Limit range of response variable

Hi!

I really enjoy all the features of the brms package!

Is there a way of constraining models fitted with brms s.t. either the parameters are estimated under the constraint that the response scale can only take values within the interval [0,100] (in virtue of being
probability ratings of the participants) or when generating posterior predictions from the fitted models?

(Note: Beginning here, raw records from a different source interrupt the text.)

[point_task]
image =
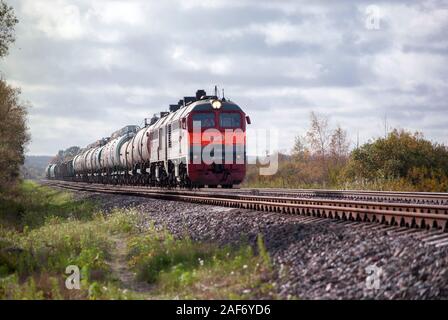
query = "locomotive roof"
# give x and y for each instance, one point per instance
(200, 105)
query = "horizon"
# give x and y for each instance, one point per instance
(88, 69)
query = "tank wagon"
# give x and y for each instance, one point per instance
(200, 141)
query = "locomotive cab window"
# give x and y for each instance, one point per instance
(207, 119)
(230, 120)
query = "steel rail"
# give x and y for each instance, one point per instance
(396, 214)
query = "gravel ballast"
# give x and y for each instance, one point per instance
(323, 260)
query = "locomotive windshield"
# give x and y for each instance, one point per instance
(229, 120)
(207, 119)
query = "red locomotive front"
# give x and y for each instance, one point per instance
(217, 143)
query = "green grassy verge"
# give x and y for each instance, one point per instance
(42, 231)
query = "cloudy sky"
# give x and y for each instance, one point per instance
(91, 67)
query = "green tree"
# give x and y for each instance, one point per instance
(8, 21)
(402, 156)
(13, 129)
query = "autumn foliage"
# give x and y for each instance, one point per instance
(322, 159)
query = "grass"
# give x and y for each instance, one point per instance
(42, 231)
(181, 268)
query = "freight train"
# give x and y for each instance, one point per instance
(200, 141)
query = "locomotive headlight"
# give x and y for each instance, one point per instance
(216, 104)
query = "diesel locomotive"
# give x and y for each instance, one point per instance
(200, 141)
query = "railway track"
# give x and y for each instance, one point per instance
(395, 214)
(356, 195)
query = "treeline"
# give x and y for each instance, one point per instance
(322, 159)
(13, 128)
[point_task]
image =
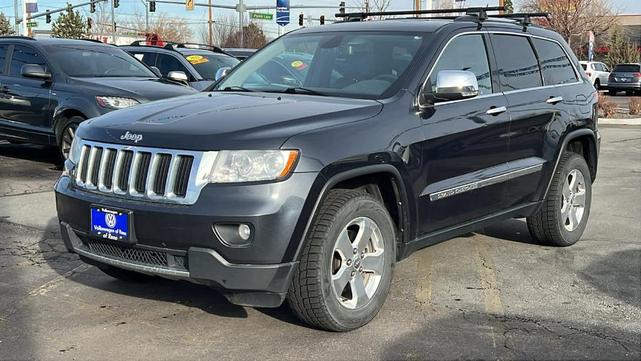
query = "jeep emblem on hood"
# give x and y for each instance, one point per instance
(131, 136)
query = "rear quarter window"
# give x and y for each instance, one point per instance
(555, 64)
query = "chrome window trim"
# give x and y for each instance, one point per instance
(467, 187)
(202, 163)
(577, 74)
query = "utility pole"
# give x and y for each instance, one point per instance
(210, 26)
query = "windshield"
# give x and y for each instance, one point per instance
(207, 65)
(97, 61)
(627, 68)
(352, 64)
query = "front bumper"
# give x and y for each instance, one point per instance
(177, 241)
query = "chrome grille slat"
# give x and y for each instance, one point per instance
(153, 174)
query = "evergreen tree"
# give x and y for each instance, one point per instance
(70, 25)
(5, 26)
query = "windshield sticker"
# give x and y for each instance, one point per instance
(298, 65)
(197, 59)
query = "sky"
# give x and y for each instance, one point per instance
(197, 18)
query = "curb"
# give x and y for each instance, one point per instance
(629, 121)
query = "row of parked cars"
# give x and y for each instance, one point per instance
(49, 86)
(308, 170)
(622, 78)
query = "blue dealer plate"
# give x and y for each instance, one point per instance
(110, 224)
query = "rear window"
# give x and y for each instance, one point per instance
(627, 68)
(556, 67)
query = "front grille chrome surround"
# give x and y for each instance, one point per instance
(143, 173)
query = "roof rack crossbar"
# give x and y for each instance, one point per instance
(363, 15)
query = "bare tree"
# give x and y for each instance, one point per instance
(169, 28)
(575, 17)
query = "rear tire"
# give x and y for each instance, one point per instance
(341, 283)
(125, 275)
(564, 213)
(65, 133)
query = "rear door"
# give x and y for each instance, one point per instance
(466, 146)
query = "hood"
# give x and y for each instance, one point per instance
(215, 121)
(143, 89)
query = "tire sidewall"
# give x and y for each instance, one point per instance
(358, 207)
(574, 162)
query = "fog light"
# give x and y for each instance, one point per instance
(234, 234)
(244, 232)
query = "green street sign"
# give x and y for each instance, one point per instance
(261, 16)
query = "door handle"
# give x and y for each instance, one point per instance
(496, 110)
(554, 100)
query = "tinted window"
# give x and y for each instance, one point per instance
(518, 67)
(24, 55)
(557, 68)
(208, 64)
(3, 55)
(466, 53)
(350, 64)
(96, 61)
(167, 63)
(627, 68)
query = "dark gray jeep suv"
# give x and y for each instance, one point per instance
(394, 135)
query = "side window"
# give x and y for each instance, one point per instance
(518, 67)
(24, 55)
(167, 63)
(466, 53)
(557, 68)
(3, 56)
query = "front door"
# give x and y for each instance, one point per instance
(465, 151)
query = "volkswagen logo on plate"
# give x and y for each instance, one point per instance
(110, 220)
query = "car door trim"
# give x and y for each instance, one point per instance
(470, 186)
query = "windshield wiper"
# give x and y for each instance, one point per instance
(235, 88)
(301, 90)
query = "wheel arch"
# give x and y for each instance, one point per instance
(383, 181)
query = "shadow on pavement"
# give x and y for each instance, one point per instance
(159, 289)
(486, 336)
(617, 275)
(514, 230)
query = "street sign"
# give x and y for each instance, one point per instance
(261, 16)
(282, 12)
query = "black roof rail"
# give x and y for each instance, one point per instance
(480, 12)
(17, 37)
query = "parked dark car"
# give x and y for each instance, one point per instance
(401, 134)
(625, 77)
(180, 62)
(49, 86)
(240, 53)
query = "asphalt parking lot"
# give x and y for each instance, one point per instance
(488, 295)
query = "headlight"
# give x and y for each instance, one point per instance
(116, 102)
(76, 149)
(252, 165)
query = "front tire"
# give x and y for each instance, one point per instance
(345, 269)
(564, 213)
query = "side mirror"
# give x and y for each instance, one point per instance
(222, 72)
(35, 71)
(156, 71)
(456, 84)
(178, 76)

In modelling probability ratings of the participants, I am fitting a cluster of brms models.
One might look like this:

q1 <- brm(value ~ RelevanceDVExp
+ (Relevance * DV| lfdn) + (Relevance * DV| le_nr),
data = dw_DV_exp,
prior = c(set_prior(“normal(0,10)”, class = “b”)),
cores = 4, iter = 20000,
save_all_pars = TRUE,
sample_prior = TRUE,
control=list(adapt_delta=0.99, stepsize = 0.01, max_treedepth =15))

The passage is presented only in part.